O número de ações trabalhistas no Brasil seguiu em alta em 2024, contrariando um dos principais objetivos da Reforma Trabalhista de 2017, que visava a redução dos processos. Segundo dados do Tribunal Superior do Trabalho (TST), entre janeiro e outubro deste ano, o Brasil registrou 3,45 milhões de novas ações na Justiça do Trabalho, um aumento de 15% em relação ao mesmo período de 2023. Para a advogada Gabriela Medina, especialista em Direito do Trabalho, esse crescimento está relacionado a uma série de fatores que vão além das intenções da reforma.

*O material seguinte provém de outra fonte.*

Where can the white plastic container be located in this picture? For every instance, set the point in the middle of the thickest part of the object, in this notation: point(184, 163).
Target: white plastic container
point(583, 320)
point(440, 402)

De acordo com números do TST, entre 2017 e 2021, a entrada de novas ações trabalhistas recuou 27%, passando de 3,965 milhões para 2,888 milhões. No entanto, em 2022, o número subiu para 3,161 milhões e, em 2023, alcançou 3,519 milhões. Esses dados indicam que a trajetória de queda foi revertida.

“O objetivo da reforma era modernizar a legislação e reduzir os litígios, mas, na prática, ela afastou muitos trabalhadores da Justiça do Trabalho. A imposição do pagamento de custas processuais e honorários de sucumbência criou uma barreira que desmotivou muitos a buscar o Judiciário”, explica Medina.

Gabriela Medina, advogada: “para reduzir o número de ações e melhorar a relação entre empregadores e empregados, é necessário promover acordos coletivos mais eficazes e ajustar a Reforma Trabalhista” | Foto: Arquivo pessoal

A reforma também incentivou acordos extrajudiciais, mas o cenário atual demonstra que, após a decisão do Supremo Tribunal Federal (STF), que invalidou parte da reforma, o número de ações voltou a crescer.

Entre os fatores que explicam o aumento das ações em 2024, Medina destaca a decisão do STF, que retirou a obrigatoriedade de o trabalhador pagar as custas do processo e os honorários da parte vencedora, mesmo se fosse beneficiário da justiça gratuita. “Sem essa barreira adicional, mais trabalhadores passaram a se sentir seguros para recorrer à Justiça do Trabalho”, aponta a advogada.

O aumento das ações também reflete mudanças no mercado de trabalho, com o crescimento da informalidade e a precarização das relações trabalhistas. “A reforma visava flexibilizar as relações de trabalho, mas essa flexibilidade foi mal aplicada por muitos empregadores, o que resultou em mais irregularidades e, consequentemente, maior insatisfação por parte dos trabalhadores”, afirma Medina. A crise econômica pós-pandemia e a falência de empresas também contribuíram para o aumento das disputas trabalhistas.

Em relação aos tipos de demandas mais frequentes, o TST aponta o pagamento de horas extras, adicional de insalubridade, diferenças nas verbas rescisórias e multa por atraso no pagamento das verbas rescisórias como as mais recorrentes. “A precarização das relações de trabalho, que se intensificou após a reforma, gerou um aumento nas reclamações trabalhistas, refletindo a insatisfação e a busca por direitos”, destaca.

Apesar do crescimento do número de processos, a Justiça do Trabalho se mantém como uma das mais rápidas para julgar esses casos, com uma média de 191 dias para uma decisão em primeira instância. No entanto, a quantidade de processos tem gerado debates intensos no Judiciário. Em resposta a esse cenário, o presidente do Supremo Tribunal Federal (STF), Luís Roberto Barroso, anunciou a criação de um grupo de trabalho no Conselho Nacional de Justiça (CNJ) para investigar as causas da elevada judicialização trabalhista no país.

Gabriela Medina acredita que, para reduzir o número de ações e melhorar a relação entre empregadores e empregados, é necessário promover acordos coletivos mais eficazes e ajustar a Reforma Trabalhista, especialmente para proteger os trabalhadores mais vulneráveis. “Reavaliar certos aspectos da reforma pode ajudar a equilibrar melhor os interesses das partes, sem prejudicar quem está em situação de maior fragilidade no mercado de trabalho”, conclui a advogada.